PUEBLO, Colo. — It’s the little things.
“Before this happened, I was able to walk and hug people. I could pick up things with my left hand, and canoe. I could set up my easel — I could set up anybody’s easel,” said artist Randy Pijoan. “But a blood clot thought otherwise.”
After suffering a stroke in June of 2016, Pijoan lost connection with the left side of his body. He now uses a wheelchair.
“The freedom in choosing a color, or choosing a sky for a piece, is what I miss,” reflects Pijoan. “Just the freedom of knowing what hot gravel feels like under my feet, next to a river, with the hot air blowing.”
Pijoan primarily painted with oils, creating hyper-realistic landscapes and figurative works. He is now exploring new ways of making art, including visually expressing his own health issues — such as painting his migraine headaches.

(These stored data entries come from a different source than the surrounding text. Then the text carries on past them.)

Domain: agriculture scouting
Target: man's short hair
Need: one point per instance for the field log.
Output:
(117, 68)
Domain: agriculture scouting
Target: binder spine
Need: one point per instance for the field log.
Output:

“What I’m painting now is what I am understanding, as I’m understanding it,” explained Pijoan. “I’m trying to create a dialogue with myself, and with others — to help others understand. I want them to ask me what the paintings are about, so I can tell them, ‘Last week I had a seizure that looked just like this to me.’”
This summer at the Sangre de Cristo Arts Center in Pueblo, a retrospective of Pijoan’s work reflects his years living and working in Northern New Mexico and the San Luis Valley. In addition to his personal painting practice and studio, Pijoan ran a community arts space and coffee shop on Main Street of San Luis for years, providing local youth with art instruction and supplies.